California is one of only a few states with media-access laws. Two other states with codified access laws are Ohio and Virginia. These laws let the media venture beyond where the public is allowed to go at crime and disaster scenes, although they cannot interfere with responders or disturb potential evidence. In most other states, the media can be prevented from going places and doing things beyond what responders prevent the public from accessing. One main reason for denying access is safety.

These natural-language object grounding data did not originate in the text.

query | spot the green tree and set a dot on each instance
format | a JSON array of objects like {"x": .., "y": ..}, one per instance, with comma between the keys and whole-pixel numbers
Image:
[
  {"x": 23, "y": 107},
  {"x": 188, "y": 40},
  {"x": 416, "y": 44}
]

The first responsibility of responders is to protect life. Historically, members of the media have chosen to give up that protection to cover a story. Therein lies the conundrum for responders. “Life safety first” is what the responders’ oath usually includes, but what do they do when people – i.e., the media – are willing to place themselves in harm’s way to get a story? Who is responsible for the media when they are in harm’s way? Is it responders? If reporters are given access and are injured, killed or need rescue, can responders be held liable for allowing the access in the first place? For states like California, Ohio and Virginia the solution was seemingly straightforward: Give the media access to crime and disaster scenes, but make certain they do so at their own risk, thereby removing safety as a mitigating factor for preventing access.
California has a large amount of wildlands and forests. Along with that comes fire, which is part of the natural environment. To cover fires that can at times grow into raging conflagrations, the media believe they need to go “beyond the tape” to record such drama as firefighters in action, property destruction and the aerial efforts of firefighting aircraft. It is natural for people who swear an oath to protect life and property to be concerned about the safety of the media.
Firefighters train regularly to safely fight wildland fires. The concern was how to provide safety training for the media, particularly in California, where the media sometimes arrive at the fire the same time as firefighters. For many years, fire departments would have media fire safety days at their headquarters or training facilities. I remember as a member of the media in the late 1980s attending such an event at the then-CDF (California Department of Forestry and Fire Protection) Academy in Ione. Media members participated in firefighting situations, with live fire, guided by the academy training staff.
When I became the CAL FIRE San Bernardino Unit information officer, I helped set up such safety events. It was a good way to get a story about CAL FIRE and fire safety on the air or in the newspapers, but it didn’t provide fire safety training for more than the reporters and camera persons who attended the events.